On the other hand, a chance for hope comes from an unexpected quarter. . . .

We can take heart in one felicitous development in the person of Frank Luntz, a legendary GOP “master messenger,” who seems to have gotten climate change religion as a result of his home nearly being torched by a wildfire. Kate Yoder reports in Grist that Luntz is aware that while firefighters saved his home, “others aren’t so lucky.”  Yep, Frank, once you think about it, there are hundreds of millions of people throughout the world whose climate impacts definitely “aren’t so lucky”—surprise!

Propaganda wizard Luntz recommends that climate change fighters need to change their language—don’t say “create jobs” but “create careers;” don’t say “sustainability” because it rings of the status quo.

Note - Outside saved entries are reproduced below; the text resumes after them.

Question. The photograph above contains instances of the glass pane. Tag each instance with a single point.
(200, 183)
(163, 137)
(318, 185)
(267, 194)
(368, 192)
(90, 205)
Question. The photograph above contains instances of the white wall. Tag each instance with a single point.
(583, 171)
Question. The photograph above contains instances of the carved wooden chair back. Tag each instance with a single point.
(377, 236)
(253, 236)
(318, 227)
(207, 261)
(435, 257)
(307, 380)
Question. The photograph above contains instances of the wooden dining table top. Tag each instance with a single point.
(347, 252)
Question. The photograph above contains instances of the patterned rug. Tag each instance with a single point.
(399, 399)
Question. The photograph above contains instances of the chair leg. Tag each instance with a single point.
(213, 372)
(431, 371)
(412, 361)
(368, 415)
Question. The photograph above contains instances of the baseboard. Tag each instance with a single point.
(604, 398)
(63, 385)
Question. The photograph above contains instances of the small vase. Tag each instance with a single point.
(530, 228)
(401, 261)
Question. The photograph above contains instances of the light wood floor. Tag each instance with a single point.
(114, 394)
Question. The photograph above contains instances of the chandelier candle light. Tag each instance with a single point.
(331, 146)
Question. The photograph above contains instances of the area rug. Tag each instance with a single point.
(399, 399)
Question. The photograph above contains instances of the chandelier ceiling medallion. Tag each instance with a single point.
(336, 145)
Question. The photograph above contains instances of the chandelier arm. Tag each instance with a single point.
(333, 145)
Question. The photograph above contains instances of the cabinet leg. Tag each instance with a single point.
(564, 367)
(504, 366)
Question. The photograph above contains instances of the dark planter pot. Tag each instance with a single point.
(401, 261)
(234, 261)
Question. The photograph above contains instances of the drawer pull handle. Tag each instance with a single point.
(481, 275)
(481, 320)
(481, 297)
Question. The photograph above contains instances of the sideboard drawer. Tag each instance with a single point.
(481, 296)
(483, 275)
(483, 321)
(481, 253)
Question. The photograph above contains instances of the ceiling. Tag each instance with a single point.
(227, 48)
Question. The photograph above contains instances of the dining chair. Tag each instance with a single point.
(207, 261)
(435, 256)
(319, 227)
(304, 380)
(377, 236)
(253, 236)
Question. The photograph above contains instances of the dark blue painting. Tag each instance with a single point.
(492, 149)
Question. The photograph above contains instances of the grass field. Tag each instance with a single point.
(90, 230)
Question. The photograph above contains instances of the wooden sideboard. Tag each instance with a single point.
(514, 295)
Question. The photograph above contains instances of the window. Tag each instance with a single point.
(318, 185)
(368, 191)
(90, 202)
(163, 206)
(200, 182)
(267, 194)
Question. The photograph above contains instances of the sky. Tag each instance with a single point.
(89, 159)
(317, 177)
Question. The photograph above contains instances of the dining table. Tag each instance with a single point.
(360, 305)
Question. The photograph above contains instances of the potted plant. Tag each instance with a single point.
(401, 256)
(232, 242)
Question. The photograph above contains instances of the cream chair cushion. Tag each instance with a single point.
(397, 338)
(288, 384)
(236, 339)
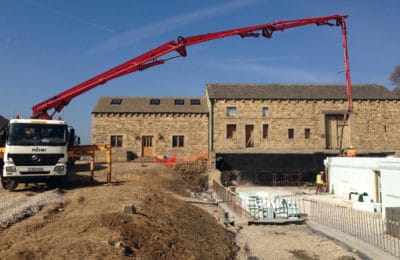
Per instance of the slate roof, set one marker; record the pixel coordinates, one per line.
(3, 121)
(298, 91)
(142, 105)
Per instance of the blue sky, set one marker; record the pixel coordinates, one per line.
(48, 46)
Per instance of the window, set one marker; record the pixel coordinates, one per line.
(116, 101)
(178, 141)
(231, 111)
(307, 133)
(154, 102)
(116, 141)
(265, 111)
(179, 102)
(265, 131)
(290, 133)
(230, 131)
(195, 102)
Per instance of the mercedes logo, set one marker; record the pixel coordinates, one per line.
(35, 158)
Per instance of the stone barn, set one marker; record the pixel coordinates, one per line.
(266, 133)
(151, 126)
(280, 133)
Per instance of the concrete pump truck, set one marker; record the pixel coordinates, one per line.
(36, 149)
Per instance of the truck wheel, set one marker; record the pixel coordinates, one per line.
(9, 183)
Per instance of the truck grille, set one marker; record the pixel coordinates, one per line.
(35, 159)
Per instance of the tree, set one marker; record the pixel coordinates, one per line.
(395, 76)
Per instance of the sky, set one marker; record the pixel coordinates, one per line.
(49, 46)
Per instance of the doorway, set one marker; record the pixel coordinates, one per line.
(249, 135)
(147, 145)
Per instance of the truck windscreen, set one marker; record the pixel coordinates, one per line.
(37, 134)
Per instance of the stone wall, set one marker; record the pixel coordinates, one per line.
(161, 126)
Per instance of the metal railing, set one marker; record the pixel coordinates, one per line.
(234, 202)
(369, 227)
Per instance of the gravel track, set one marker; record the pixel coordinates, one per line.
(16, 206)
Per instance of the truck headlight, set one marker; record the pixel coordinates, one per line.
(11, 169)
(59, 168)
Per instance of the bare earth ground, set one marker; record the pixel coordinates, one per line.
(85, 220)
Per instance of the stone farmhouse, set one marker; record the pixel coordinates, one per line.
(257, 129)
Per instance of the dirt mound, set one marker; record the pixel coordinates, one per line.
(90, 223)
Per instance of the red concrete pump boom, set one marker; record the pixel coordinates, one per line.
(152, 58)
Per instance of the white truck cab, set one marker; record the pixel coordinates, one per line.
(35, 151)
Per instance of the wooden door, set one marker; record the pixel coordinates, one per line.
(334, 133)
(147, 145)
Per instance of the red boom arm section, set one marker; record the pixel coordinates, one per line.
(151, 58)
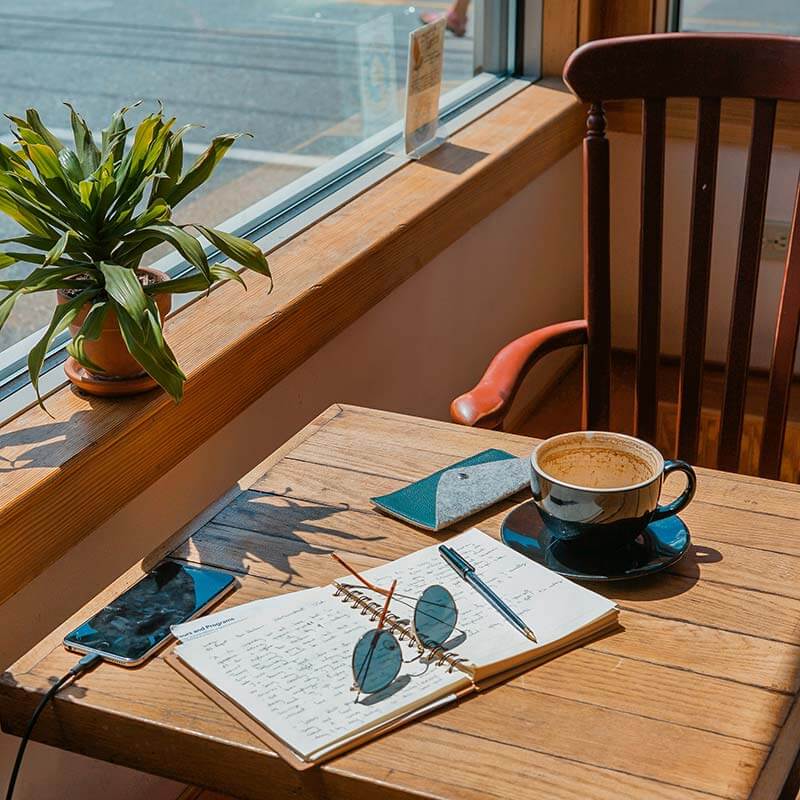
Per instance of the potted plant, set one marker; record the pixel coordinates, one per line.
(90, 214)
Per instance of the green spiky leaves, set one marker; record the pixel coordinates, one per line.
(91, 210)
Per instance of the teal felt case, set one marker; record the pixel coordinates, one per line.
(457, 491)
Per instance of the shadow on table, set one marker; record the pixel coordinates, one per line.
(273, 529)
(677, 580)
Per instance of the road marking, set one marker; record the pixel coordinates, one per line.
(236, 153)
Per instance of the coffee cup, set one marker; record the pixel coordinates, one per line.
(601, 489)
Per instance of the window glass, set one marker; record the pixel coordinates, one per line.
(308, 78)
(764, 16)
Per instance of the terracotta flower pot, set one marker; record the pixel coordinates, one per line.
(122, 374)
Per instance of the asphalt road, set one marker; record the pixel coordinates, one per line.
(285, 70)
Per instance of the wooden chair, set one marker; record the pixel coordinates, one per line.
(653, 68)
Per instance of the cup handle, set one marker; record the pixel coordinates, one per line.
(683, 500)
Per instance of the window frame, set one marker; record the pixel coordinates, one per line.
(282, 214)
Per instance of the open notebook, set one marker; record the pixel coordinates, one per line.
(286, 661)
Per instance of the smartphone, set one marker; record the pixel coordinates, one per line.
(131, 628)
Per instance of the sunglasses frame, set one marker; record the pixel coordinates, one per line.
(416, 641)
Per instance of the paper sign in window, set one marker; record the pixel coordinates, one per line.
(423, 87)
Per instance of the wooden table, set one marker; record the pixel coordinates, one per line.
(694, 699)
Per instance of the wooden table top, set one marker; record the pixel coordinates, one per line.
(695, 698)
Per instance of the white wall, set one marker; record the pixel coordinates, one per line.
(625, 192)
(413, 352)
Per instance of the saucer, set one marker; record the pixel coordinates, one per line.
(659, 546)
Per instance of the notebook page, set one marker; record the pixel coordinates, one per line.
(552, 606)
(291, 671)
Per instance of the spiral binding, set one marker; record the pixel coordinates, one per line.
(359, 599)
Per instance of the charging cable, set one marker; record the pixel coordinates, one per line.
(84, 665)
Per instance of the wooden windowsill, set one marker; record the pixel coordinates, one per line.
(94, 455)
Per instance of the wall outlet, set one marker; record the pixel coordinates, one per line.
(776, 239)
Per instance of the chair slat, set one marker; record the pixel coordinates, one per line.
(745, 289)
(597, 278)
(650, 247)
(783, 357)
(700, 236)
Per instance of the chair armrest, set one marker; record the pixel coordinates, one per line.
(487, 404)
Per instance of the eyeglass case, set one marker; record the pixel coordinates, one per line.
(457, 491)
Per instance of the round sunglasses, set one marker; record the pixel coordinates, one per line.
(377, 656)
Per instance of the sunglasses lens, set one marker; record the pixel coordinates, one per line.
(376, 660)
(435, 616)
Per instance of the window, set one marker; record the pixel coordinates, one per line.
(319, 84)
(766, 16)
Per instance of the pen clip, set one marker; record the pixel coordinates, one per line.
(456, 560)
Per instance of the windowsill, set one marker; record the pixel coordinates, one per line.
(63, 476)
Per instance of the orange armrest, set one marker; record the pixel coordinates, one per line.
(487, 404)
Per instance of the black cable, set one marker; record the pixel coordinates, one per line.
(84, 665)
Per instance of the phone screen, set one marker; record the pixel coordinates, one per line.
(140, 618)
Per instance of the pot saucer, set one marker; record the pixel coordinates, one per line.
(106, 387)
(659, 546)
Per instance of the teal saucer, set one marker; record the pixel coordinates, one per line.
(660, 545)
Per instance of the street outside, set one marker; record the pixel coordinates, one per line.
(292, 72)
(288, 71)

Stay away from the “complicated science of climate change” and “personalize the message instead.” See the list of “USE” / “LOSE” recommendations about halfway down Yoder’s piece. (Significantly, LOSE “one world,” and USE “working together”—”one world” is, of course, toxic to conservatives as smacking of world government.)

Can bad news be good news?

Frank Luntz may be able to move the needle among those on the political right, but what may swing the needle into the Red Zone for Americans will be overwhelming devastation from severe weather in North America—in which case  calamitous bad news could drive the shift toward real, swift, and consequential action.  Might that happen in 2020, and voters wrest control of the Senate from Republicans? AND THEN push their representatives hard?

First, though, the meme “natural cycles” needs to be removed from the conversation as explanatory. To my knowledge, Frank Luntz doesn’t have an answer for that—a consequence of his labors for the Koch Brothers that helped plunge the climate debate into a morass of ignorance and uncertainty.